We’ve all heard it before. A Republican says that Social Security and Medicare are going to bankrupt us, and then a clever liberal says, “Aaaaaaaaaaaactually, Social Security will be fine with minor adjustments — the real driver of deficits is exploding health care costs!” Whenever I hear a cliche explanation like this, I tend to assume it must be bullshit to some extent — and lo and behold!

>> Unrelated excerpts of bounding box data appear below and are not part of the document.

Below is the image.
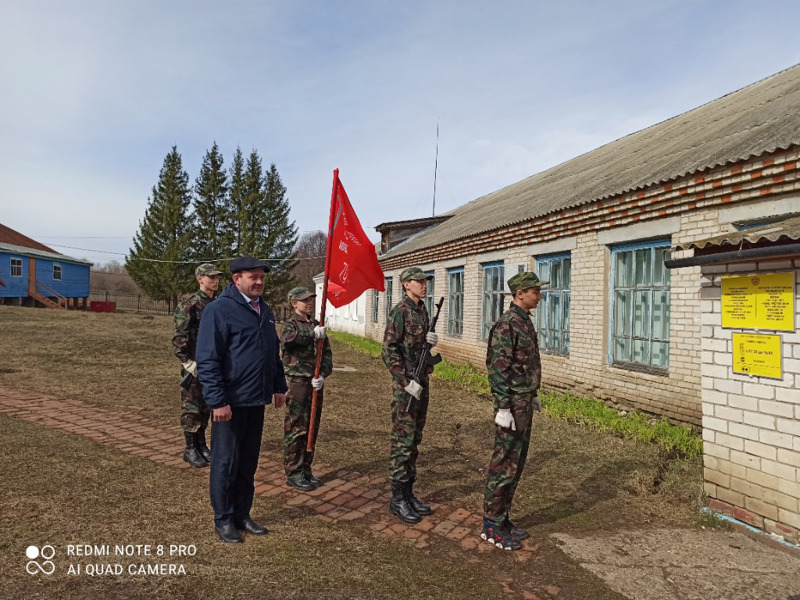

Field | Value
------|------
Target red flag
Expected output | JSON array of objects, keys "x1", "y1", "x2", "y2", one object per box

[{"x1": 325, "y1": 169, "x2": 385, "y2": 308}]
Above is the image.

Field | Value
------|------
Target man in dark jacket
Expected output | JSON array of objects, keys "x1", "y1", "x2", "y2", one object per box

[{"x1": 197, "y1": 256, "x2": 287, "y2": 542}]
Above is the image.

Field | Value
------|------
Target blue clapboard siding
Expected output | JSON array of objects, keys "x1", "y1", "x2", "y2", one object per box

[
  {"x1": 36, "y1": 258, "x2": 89, "y2": 298},
  {"x1": 0, "y1": 252, "x2": 90, "y2": 298},
  {"x1": 0, "y1": 252, "x2": 30, "y2": 298}
]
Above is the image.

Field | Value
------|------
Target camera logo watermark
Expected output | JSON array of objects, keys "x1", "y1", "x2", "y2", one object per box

[{"x1": 25, "y1": 545, "x2": 56, "y2": 575}]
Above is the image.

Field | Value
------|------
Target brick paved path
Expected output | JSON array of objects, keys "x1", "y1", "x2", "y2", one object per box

[{"x1": 0, "y1": 387, "x2": 538, "y2": 562}]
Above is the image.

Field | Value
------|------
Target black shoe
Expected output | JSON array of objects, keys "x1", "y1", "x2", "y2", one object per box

[
  {"x1": 389, "y1": 481, "x2": 422, "y2": 523},
  {"x1": 503, "y1": 517, "x2": 531, "y2": 541},
  {"x1": 286, "y1": 478, "x2": 317, "y2": 492},
  {"x1": 214, "y1": 524, "x2": 244, "y2": 544},
  {"x1": 306, "y1": 469, "x2": 325, "y2": 487},
  {"x1": 196, "y1": 427, "x2": 211, "y2": 463},
  {"x1": 233, "y1": 517, "x2": 269, "y2": 535},
  {"x1": 406, "y1": 480, "x2": 433, "y2": 517},
  {"x1": 183, "y1": 431, "x2": 208, "y2": 469}
]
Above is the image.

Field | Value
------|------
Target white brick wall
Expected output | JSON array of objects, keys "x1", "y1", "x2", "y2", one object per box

[{"x1": 700, "y1": 260, "x2": 800, "y2": 543}]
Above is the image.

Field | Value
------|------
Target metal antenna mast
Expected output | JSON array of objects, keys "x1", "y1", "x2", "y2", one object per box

[{"x1": 431, "y1": 117, "x2": 439, "y2": 217}]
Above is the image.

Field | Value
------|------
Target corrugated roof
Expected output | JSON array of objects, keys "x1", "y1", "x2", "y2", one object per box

[
  {"x1": 381, "y1": 65, "x2": 800, "y2": 258},
  {"x1": 0, "y1": 242, "x2": 92, "y2": 265},
  {"x1": 0, "y1": 223, "x2": 58, "y2": 254},
  {"x1": 675, "y1": 216, "x2": 800, "y2": 250}
]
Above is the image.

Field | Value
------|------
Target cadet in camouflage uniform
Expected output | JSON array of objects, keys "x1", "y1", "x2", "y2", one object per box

[
  {"x1": 281, "y1": 287, "x2": 333, "y2": 492},
  {"x1": 381, "y1": 267, "x2": 438, "y2": 523},
  {"x1": 172, "y1": 263, "x2": 222, "y2": 467},
  {"x1": 481, "y1": 272, "x2": 548, "y2": 550}
]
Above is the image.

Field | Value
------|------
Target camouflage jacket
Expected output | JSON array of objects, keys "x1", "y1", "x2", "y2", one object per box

[
  {"x1": 381, "y1": 296, "x2": 430, "y2": 387},
  {"x1": 486, "y1": 303, "x2": 542, "y2": 408},
  {"x1": 281, "y1": 312, "x2": 333, "y2": 377},
  {"x1": 172, "y1": 290, "x2": 213, "y2": 363}
]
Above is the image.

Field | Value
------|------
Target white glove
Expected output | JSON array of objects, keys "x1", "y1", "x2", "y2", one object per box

[
  {"x1": 403, "y1": 379, "x2": 422, "y2": 400},
  {"x1": 183, "y1": 360, "x2": 197, "y2": 377},
  {"x1": 494, "y1": 408, "x2": 517, "y2": 431}
]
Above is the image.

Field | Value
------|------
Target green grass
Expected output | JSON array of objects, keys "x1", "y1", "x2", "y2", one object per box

[
  {"x1": 328, "y1": 331, "x2": 381, "y2": 357},
  {"x1": 330, "y1": 332, "x2": 703, "y2": 457}
]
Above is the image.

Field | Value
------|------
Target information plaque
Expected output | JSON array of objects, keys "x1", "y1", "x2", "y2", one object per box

[{"x1": 733, "y1": 333, "x2": 783, "y2": 379}]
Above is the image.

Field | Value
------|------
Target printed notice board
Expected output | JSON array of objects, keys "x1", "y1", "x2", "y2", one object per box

[
  {"x1": 733, "y1": 333, "x2": 783, "y2": 379},
  {"x1": 722, "y1": 273, "x2": 795, "y2": 331}
]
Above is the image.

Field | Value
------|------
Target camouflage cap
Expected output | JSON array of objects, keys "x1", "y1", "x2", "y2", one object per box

[
  {"x1": 194, "y1": 263, "x2": 222, "y2": 277},
  {"x1": 287, "y1": 287, "x2": 317, "y2": 302},
  {"x1": 400, "y1": 267, "x2": 433, "y2": 283},
  {"x1": 508, "y1": 271, "x2": 550, "y2": 294}
]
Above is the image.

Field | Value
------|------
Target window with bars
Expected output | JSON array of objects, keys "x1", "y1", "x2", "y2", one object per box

Now of course there’s the question of why I would give credence to the Federal Reserve study summarized in the link post over the absolute lock-step consensus of liberal commentators that the deficit is of course very important and we of course need to get health care costs under control. I think the problem as I see it is that this “nuanced” approach basically accepts the Republican premise — namely, that we should be building government policy primarily around artificial accounting artifacts such as “the deficit” rather than actual human need — and shifts the terrain toward comfortable liberal positions. The need to get health care costs under control is, indeed, a position that both neoliberals and paleoliberals can enjoy: the neoliberals get to tinker with their wonky models for “nudging” market incentives, and the paleoliberals get to impotently point out that single-payer is obviously the best way to control costs.
What fun! We get to be smart and nuanced and really engage with smart conservatives, and fantasize about our favorite policy solutions! No wonder no one bothered to question the math!
We liberals have gone from being concerned our ideas won’t be taken serious in forming national policy to being concerned we won’t be taken seriously in our everyday conversations.